Le ministre a également rappelé la diversité de mesures prises par l’Algérie pour concrétiser cette initiative, notamment en ce qui concerne l’enseignement de la langue et de la culture. Il a souligné qu’une étape cruciale a été franchie avec la signature en 1981 d’un accord de coopération entre les gouvernements algériens et français en matière d’enseignement des élèves algériens en France.
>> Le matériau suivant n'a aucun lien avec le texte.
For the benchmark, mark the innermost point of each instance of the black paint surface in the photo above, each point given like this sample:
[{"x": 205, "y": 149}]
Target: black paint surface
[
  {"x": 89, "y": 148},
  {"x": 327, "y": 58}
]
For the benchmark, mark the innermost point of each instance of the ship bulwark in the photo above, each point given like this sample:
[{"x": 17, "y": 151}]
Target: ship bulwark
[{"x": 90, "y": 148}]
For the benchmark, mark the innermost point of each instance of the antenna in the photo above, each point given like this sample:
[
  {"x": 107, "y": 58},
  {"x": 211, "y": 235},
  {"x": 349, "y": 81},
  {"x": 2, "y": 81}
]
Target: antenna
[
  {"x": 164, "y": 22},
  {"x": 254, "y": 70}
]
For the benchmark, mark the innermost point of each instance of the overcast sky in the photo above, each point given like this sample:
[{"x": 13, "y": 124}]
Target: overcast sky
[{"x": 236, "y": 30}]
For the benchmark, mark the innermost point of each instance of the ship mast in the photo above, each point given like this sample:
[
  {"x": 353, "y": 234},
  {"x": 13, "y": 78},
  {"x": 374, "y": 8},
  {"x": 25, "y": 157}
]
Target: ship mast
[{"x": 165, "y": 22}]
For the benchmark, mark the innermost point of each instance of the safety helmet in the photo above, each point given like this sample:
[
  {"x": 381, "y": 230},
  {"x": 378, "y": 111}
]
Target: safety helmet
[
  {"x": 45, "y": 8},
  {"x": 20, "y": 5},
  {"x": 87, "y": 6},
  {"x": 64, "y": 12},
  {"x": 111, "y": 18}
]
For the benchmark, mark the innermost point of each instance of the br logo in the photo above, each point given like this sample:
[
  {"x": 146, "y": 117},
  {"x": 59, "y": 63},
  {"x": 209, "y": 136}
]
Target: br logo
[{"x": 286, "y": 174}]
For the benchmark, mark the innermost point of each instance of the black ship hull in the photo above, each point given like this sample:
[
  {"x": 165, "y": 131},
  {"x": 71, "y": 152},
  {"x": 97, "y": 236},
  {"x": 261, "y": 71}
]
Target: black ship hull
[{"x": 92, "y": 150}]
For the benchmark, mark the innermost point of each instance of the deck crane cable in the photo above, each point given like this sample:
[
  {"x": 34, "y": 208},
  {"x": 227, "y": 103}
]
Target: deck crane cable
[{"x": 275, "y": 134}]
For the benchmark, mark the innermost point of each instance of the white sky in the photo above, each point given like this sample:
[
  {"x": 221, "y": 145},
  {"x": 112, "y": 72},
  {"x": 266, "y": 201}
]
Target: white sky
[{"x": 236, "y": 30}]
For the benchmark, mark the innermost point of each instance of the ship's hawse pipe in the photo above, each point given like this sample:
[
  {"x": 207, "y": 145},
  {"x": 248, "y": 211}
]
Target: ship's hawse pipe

Dans le cadre de cet accord, la création d’un service dédié à l’enseignement de la langue et de la culture aux enfants de la communauté nationale établie à l’étranger a été mise en place, a-t-il expliqué.
Ce service, poursuit M. Belaabed, à « assurer l’encadrement pédagogique et administratif de l’enseignement des élèves algériens scolarisés dans des établissements français, à raison de 9 heures par semaine”. Un budget annuel a été consacré à ce service pour en assurer le bon fonctionnement, avant qu’il ne soit remplacé par “le système d’enseignement international des langues étrangères”, portant enseignement de la langue arabe au niveau des établissements scolaires français tout en l’incluant au système éducatif français.
Evoquant l’école internationale créée en France en réponse aux revendications de la communauté nationale, le ministre a rappelé qu’en 2001, l’Etat avait décidé de sa mise en place pour refléter “la politique éducative algérienne à l’étranger, en tant que canal officiel de consécration de l’identité nationale”, rappelant qu’elle avait été chargée de “dispenser des cours en arabe, selon les programmes algériens adoptés dans les trois cycles”.